Pub Date : 2023-08-25 DOI: 10.13702/j.1000-0607.20221276
Hao-Long He, Guo-Shan Zhang, Shan-Feng Xiao, Hong-Hua Liu, Huan Zhong, Xiao-Rong Chang, Qiong Liu, Mi Liu

Objective: To observe the effects of moxibustion at "Tianshu"(ST25) and "Shangjuxu"(ST37) on the colonic metabolites and inflammatory factors in rats with Crohn's disease(CD), so as to explore the mechanisms of moxibustion in protecting colon of CD rats based on metabolomics.

Methods: Twelve rats were first randomly selected from 36 male SD rats as a normal group(NG). The CD model was induced by 2, 4, 6 trinitrobenzene sulfonic acid(TNBS) enema on the rest 24 rats. After successful modeling, rats were randomly divided into model(TNBS) and moxibustion(TNBS+MOX) groups(n=10 rats/group). Moxibustion was applied at bilateral ST25 and ST37 for 30 min, once daily for 7 consecutive days in the TNBS+MOX group, while rats in the NG and TNBS groups did not receive any interventions. Body weight of rats was recorded and disease activity index(DAI) was assessed during the experiment. After interventions, HE staining was performed to observe pathological damage of colon. Serum levels of inflammatory factors were measured by ELISA. NMR hydrogen spectroscopy was used to detect colonic metabolites of each group, and orthogonal partial least squares discriminant analysis(OPLS-DA) was used to screen differential colonic metabolites between groups, followed by pathway analysis using MetaboAnalyst 5.0 platform.

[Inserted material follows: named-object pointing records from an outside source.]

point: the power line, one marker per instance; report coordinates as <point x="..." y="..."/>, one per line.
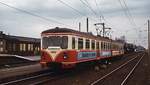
<point x="125" y="12"/>
<point x="88" y="6"/>
<point x="76" y="10"/>
<point x="27" y="12"/>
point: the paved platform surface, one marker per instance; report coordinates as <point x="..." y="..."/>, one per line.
<point x="9" y="72"/>
<point x="30" y="58"/>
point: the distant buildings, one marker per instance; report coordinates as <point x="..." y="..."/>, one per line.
<point x="18" y="45"/>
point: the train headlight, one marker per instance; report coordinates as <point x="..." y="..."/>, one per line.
<point x="65" y="55"/>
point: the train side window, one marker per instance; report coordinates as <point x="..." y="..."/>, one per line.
<point x="73" y="43"/>
<point x="97" y="45"/>
<point x="87" y="44"/>
<point x="80" y="43"/>
<point x="93" y="44"/>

Results: After modeling, compared with the NG group, the body weight of the rats in the TNBS group was significantly decreased(P<0.05), the DAI score was increased (P<0.05), the colon had obvious inflammatory damage and the pathological injury index was increased(P<0.05), and levels of serum tumor necrosis factor-α(TNF-α), interleukin(IL)-1β and interferon-γ(IFN-γ) were significantly increased(P<0.05). After moxibustion intervention, compared with the TNBS group, the body weight was significantly increased(P<0.05), while the levels of serum TNF-α, IL-1β, IFN-γ, and DAI score of the rats in the TNBS+MOX group were significantly decreased(P<0.05), with alleviated colonic inflammatory injury detected by HE staining. Compared with the NG group, the relative expressions of colonic hypoxanthine, betaine, creatine, inositol, taurine, uracil, and methanol of the TNBS group were decreased(P<0.05), while the relative expressions of histidine, leucine, proline, lysine, isoleucine, phenylalanine, tyrosine, propionic acid, and valine were increased(P<0.05) in the TNBS group, among which, relative expressions of hypoxanthine, leucine, lysine, isoleucine, betaine, tyrosine, and taurine were reversed in the TNBS+MOX group relevant to the TNBS group, mainly involving phenylalanine, tyrosine and tryptophan biosynthesis, and taurine and subtaurine metabolism pathway.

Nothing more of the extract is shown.